NCT number NCT03132519
Other study ID # REX
Secondary ID
Status Completed
Phase Phase 4
First received April 25, 2014
Last updated April 28, 2017
Start date October 2013
Est. completion date February 2016

Study information

Verified date April 2017
Source Fundacion Clinica Valle del Lili
Contact n/a
Is FDA regulated No
Health authority
Study type Interventional

Clinical Trial Summary

Pain, cough, hypertension and tachycardia are frequent events during extubation due to a secondary stimulation of mechanoreceptors located in the airway. The mechanical effect of the endotracheal tube activates autonomic reflexes, a situation that could potentially impair the clinical condition of patients. Previous studies have used remifentanil during emergence and extubation showing good results to control this reflex response. However, it is unknown so far, the optimal effect site concentration (Ce) of remifentanil to allow a better control of these events with a low incidence of adverse effects after have received inhaled anesthesia plus remifentanil for anesthetic maintenance. This study will determine the Ce of remifentanil associated with a lower proportion of cough and hyperdynamic circulatory response during extubation for emergency after exposure to sevoflurane or desflurane.


Description:

Single-center, randomized, double-blind protocol. The investigators aim to include 368 patients under balanced anesthesia with sevoflurane or desflurane to be randomly allocated into 6 different remifentanil Ce groups [77 individuals in each of interventional groups (2.0 vs. 2.5 ng/ml) and 30 in each of the control groups (1.0 ng/ml) administrated by a target-controlled infusion (TCI) system during emergence and tracheal extubation .

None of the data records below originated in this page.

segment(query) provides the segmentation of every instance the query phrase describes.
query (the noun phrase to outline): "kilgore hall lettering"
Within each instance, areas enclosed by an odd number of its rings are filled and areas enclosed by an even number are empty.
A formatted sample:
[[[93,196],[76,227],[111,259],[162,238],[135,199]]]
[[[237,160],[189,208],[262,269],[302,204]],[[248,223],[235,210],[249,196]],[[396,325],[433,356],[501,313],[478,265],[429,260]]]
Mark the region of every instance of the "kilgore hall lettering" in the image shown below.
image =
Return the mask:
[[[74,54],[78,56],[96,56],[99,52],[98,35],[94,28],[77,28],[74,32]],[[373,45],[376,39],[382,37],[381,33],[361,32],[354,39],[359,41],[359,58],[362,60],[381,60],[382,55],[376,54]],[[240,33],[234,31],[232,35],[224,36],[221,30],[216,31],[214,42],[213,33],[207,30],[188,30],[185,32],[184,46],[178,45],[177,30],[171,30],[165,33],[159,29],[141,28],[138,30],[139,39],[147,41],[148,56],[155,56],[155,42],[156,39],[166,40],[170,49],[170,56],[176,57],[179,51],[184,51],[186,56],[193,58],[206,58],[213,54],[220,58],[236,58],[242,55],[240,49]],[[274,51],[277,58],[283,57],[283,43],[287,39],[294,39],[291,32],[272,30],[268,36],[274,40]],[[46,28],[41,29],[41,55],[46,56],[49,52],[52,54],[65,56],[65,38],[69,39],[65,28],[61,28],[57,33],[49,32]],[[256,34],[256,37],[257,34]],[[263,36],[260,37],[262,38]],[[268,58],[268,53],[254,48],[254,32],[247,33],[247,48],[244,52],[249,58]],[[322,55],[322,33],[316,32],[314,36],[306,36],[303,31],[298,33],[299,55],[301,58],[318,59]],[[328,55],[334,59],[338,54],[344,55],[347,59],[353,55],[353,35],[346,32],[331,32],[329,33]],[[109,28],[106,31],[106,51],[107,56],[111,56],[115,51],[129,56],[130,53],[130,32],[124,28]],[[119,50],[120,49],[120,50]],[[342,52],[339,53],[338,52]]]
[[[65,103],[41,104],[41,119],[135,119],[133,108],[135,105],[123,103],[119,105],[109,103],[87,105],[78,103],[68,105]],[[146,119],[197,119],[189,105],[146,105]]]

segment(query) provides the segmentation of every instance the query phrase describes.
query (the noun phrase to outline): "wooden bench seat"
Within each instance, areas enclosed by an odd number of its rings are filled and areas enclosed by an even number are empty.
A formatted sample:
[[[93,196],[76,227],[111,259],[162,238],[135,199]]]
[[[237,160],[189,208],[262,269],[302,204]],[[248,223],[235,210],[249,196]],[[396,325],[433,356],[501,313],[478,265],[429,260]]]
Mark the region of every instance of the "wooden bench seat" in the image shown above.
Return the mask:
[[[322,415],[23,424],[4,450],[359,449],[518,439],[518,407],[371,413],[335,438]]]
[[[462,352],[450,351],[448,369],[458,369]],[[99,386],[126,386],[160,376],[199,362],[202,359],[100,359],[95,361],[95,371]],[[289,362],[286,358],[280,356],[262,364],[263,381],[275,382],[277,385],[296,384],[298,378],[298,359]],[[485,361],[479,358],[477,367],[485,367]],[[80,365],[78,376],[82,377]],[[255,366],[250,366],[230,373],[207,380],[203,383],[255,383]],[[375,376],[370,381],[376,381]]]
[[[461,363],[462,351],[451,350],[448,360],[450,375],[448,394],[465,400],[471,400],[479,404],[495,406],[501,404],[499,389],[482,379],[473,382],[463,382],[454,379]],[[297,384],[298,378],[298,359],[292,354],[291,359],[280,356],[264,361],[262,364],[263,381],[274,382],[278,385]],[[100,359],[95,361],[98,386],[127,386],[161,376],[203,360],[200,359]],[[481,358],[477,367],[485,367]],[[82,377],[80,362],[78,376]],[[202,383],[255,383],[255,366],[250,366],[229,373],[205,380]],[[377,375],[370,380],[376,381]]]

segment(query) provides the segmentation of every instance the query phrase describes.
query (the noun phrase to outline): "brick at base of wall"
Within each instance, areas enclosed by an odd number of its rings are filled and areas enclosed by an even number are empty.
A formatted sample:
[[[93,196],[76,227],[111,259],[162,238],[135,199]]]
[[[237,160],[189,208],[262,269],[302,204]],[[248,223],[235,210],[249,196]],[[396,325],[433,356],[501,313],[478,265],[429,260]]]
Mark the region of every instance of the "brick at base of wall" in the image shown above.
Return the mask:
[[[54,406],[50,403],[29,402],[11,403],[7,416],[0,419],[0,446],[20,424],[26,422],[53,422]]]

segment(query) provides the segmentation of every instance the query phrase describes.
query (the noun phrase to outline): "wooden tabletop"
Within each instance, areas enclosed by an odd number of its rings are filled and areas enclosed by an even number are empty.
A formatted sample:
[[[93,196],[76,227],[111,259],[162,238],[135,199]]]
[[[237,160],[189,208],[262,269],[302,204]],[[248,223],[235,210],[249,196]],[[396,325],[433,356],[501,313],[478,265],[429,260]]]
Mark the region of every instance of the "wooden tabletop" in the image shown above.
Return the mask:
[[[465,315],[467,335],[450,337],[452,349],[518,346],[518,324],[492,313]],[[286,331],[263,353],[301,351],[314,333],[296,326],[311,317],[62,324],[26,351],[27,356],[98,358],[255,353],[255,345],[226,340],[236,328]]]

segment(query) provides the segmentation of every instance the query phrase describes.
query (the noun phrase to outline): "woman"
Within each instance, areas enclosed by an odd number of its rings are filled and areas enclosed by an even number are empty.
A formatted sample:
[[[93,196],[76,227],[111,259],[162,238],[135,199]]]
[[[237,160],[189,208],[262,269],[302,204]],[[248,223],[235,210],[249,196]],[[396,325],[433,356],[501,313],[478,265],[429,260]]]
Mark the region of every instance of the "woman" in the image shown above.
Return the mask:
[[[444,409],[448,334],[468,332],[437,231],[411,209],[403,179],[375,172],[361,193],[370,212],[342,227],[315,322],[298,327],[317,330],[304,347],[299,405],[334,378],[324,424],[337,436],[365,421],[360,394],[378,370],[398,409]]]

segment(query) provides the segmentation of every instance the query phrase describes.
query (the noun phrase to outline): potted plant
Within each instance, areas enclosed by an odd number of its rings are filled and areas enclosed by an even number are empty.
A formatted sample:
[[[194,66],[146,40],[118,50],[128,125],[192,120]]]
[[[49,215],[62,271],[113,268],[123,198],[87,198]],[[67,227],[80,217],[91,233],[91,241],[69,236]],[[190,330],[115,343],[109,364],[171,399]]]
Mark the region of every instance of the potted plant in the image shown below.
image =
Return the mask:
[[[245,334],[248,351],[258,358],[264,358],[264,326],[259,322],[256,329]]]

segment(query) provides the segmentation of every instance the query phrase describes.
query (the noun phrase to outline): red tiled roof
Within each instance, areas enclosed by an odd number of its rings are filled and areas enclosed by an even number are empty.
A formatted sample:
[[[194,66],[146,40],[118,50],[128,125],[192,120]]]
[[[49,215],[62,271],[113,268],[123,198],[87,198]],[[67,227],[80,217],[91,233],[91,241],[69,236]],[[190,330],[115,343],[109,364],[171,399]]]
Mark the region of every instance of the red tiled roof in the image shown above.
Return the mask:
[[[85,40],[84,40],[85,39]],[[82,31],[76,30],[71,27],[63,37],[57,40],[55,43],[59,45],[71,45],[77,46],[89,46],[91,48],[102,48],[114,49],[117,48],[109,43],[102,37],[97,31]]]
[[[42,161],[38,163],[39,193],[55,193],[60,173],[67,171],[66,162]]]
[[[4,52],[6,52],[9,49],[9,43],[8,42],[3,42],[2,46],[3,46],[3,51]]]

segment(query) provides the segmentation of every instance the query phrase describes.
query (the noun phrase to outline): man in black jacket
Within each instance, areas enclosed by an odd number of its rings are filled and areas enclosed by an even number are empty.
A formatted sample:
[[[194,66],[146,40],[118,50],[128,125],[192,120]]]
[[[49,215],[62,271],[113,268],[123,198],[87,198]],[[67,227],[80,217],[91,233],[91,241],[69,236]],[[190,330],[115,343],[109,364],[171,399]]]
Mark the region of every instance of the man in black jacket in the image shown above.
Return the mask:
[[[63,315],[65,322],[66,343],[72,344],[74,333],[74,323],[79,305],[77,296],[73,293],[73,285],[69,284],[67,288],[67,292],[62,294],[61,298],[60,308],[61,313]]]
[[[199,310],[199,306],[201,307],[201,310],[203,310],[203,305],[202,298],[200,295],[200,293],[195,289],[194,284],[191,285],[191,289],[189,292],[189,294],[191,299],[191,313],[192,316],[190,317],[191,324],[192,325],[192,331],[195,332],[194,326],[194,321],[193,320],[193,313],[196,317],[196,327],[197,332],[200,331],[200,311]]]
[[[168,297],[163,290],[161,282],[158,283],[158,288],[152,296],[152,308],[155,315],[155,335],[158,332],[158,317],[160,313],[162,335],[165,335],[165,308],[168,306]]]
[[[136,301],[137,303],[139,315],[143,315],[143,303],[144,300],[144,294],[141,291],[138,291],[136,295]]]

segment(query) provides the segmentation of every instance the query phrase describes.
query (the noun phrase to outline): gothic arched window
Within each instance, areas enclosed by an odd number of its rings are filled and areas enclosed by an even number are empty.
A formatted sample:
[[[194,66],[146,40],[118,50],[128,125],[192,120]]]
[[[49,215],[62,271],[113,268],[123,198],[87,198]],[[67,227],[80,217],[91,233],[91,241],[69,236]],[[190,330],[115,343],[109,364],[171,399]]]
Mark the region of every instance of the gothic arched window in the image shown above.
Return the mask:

Once informed consent is obtained and inclusion/exclusion criteria are met, subjects will be randomized before starting of the surgical procedure. This information will remain blinded to the attendant anesthesiologist and the independent evaluator during the process of extubation, except for type of inhaled anesthetic for maintenance .

The intervention will start when the anesthesiologist decide to suspend the sevorane or desflurane dial. At this moment, the fresh flow gas of the anesthesia machine will be adjusted to 7-8 liters per minute and the infusion of remifentanil will be set up to establish a Ce of 2.0 ng/ml or 2.5 ng/ml. All patients will be extubated only when all of these three parameters exist: response to name by eyes opening, response to orders of breathing and mouth opening.

The evaluation and outcomes measurement will include: Presence and intensity of cough and changes in heart rate and blood pressure during eyes opening in response to calling by name, tracheal extubation and 2.5 min after, time to get to be extubated after inhaled anesthetic discontinuation, episodes of hypoxemia and sedation state during the first 25 minutes after extubation, requirements of rescue analgesia and postoperative nausea and vomit during this period.

Close monitoring of patients will take place and data will be collected during the preoperative, intraoperative and postoperative stages until discharge from the post anesthesia care unit. Lost to follow and adverse events will be assessed. An interim committee will evaluate partial results of the study when it reaches 25 and 50% of recruitment, so the investigators can continue building thereof according to analysis obtained.

Statistical analysis will be performed by a independent statistician based on "intention to treat" principle. In addition, excluded data and its reasons for exclusion will be evaluated. For the descriptive exploratory analysis, continuous variables will be presented as means (standard deviation) or medians (interquartile ranges). The degree of dispersion, shape and position as the fulfillment of normality will be analyzed using the t of Student or Mann-Whitney tests as appropriate. Categorical variables will be presented as proportions and compared using the chi-square or Fisher 's exact tests as appropriate. Time-varying measures analysis of variance for repeated measures will be used to make comparisons between groups.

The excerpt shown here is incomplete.